Wednesday, May 20, 2009


I've been thinking about love. Not sure why. It's just been on my mind lately. The word love is probably one of the most over-used words in the English language. Often I find myself answering "LOVE it" when someone who asks me, "do you like your _____?" or "how do you feel about ____?" Perhaps I over-state?

Love is Action. It's the "do" and "be" in the marriage covenant, "Do you be your..." Love is not a feeling. I love my husband. We've been married almost 10 years. While I still get those sharp lightening bolts down my spine every now and then when I look at him, I am pretty damn sure loving him is not that crazy hormonal state I was in when I first met him. That would have been something akin to lust and passion and need. Loving someone takes effort from time to time--hard, gut busting, tear filled, how did I ever marry you, we are never going to get past this, are we still arguing about this issue, work. But using the tools we have been given in love--patience, perseverance, forgiveness, truthfulness, hopefulness, and charity, we can build a love relationship that is almost perfect.

The Greek term agape translates into English as "love", but it means so much more than that. Wikipedia defines agape by referencing well-known author C. S. Lewis. "In his book The Four Loves, lists agape as describing the highest level of love known to humanity—a selfless love, a love that was passionately committed to the well-being of the other." ( Lewis, C. S. (June 5, 2002). The Four Loves. Fount. ISBN 0-00-628089-7. ) Since my husband and I committed to care more about each other than ourselves, our marriage works itself out--most of the time.

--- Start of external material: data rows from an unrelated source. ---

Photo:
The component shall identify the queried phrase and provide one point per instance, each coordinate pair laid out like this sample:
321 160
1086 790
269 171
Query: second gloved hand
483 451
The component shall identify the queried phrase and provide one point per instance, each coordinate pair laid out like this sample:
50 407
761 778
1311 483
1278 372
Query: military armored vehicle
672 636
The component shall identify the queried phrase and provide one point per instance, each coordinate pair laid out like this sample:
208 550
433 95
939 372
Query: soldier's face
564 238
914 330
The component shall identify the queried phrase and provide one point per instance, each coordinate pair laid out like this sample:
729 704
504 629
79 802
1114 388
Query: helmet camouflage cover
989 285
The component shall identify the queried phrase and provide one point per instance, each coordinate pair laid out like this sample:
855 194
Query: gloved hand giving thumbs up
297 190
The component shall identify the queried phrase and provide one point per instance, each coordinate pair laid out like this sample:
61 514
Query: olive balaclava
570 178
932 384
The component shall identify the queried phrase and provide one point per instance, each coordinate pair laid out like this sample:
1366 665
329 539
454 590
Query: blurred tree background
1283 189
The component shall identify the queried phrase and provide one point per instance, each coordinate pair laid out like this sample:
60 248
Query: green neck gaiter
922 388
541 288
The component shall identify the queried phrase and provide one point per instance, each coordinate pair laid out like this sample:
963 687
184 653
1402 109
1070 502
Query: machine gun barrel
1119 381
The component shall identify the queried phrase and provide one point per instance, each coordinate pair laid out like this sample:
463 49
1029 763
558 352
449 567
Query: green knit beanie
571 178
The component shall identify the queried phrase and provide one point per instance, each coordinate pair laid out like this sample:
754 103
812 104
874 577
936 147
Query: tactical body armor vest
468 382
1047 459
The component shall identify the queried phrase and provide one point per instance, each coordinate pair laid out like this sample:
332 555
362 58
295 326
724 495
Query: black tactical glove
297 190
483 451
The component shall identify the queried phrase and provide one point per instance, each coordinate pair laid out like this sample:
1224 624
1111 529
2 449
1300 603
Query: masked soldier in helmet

Love isn't an easy road. It's fraught with disappointment, loss of trust, selfishness, and human frailty. Sometimes we lose. Sometimes we lose really big. It takes work to build something worthwhile and it takes more work to save something worth keeping. It is hard to love something that doesn't want to be loved. It is harder to forgive someone who doesn't want forgiveness. The amount of time and energy needed to rebuild trust that is lost is almost more than many of us have. It takes effort to extend charity to another person when you don't want to. If love were easy, we wouldn't have to pray "thy kingdom come," the kingdom would already be here. Don't kid yourself, you're going to hit snags. Sometimes your going to fall off the cliff. Sometimes a relationship can't be saved--whether a marriage, a parent-child, or friendship. Those are the most difficult moments.

I think love can also be defined as a natural extension of how you feel about human beings. How do you interact with people in general? Are you a trusting person? Do you have hope for something better out of people? Are you truthful with people? Do you nurture your friendships? Do you forgive easily? Do you give of yourself often? Are we acting out love as Jesus called us to? Do we reach beyond ourselves? Our ability to love is also based on our ability to receive love from others. Our capacity to love is exceeded only by our ability to forgive. Do we seek justice and mercy and honor and forgiveness and charity for others? The greatest commandment was to love one another. But this kind of love takes effort and prayer on your part. A commitment to the well-being of others regardless of yourself is not a mission to take lightly.

I think about love in this way. Love is a cup that is in a constant state of flow. The more love you pour out, the more love fills up your cup. The more love fills your cup, the more you want to pour out your love on others. So even when some acts of love fail, there are other acts of love that refill your cup, so that you will be able to act again. The love of Christ is constantly flowing out to us all the time. All we have to do is stand in the stream of it and let it flow over, around, and through us. We emerge strengthened in agape so that we may in turn practice agape with our spouse, our children, our friends, our community, and our world.

**The cup imagery comes from the "Companions in Christ" series and a beautiful explanation by my sister in Christ B.J. Neal. While I have adopted it as my own, it isn't my original idea. This imagery continues to sustain me and in using it again recently, I was reminded of this post. I felt I should credit the source, although I'm not sure I know which book the cup is in because we've talked about it in every text for four years now!


amy said...

Marla that was so beautiful. Thank you for sharing your thoughts. You put words to so much of what is on my heart right now too. I find myself lately, wishing that love and loving was easier, but I guess that would make it less valuable. I hope you are enjoying your summer. Take care.

amy said...

Just read this one again. I needed it!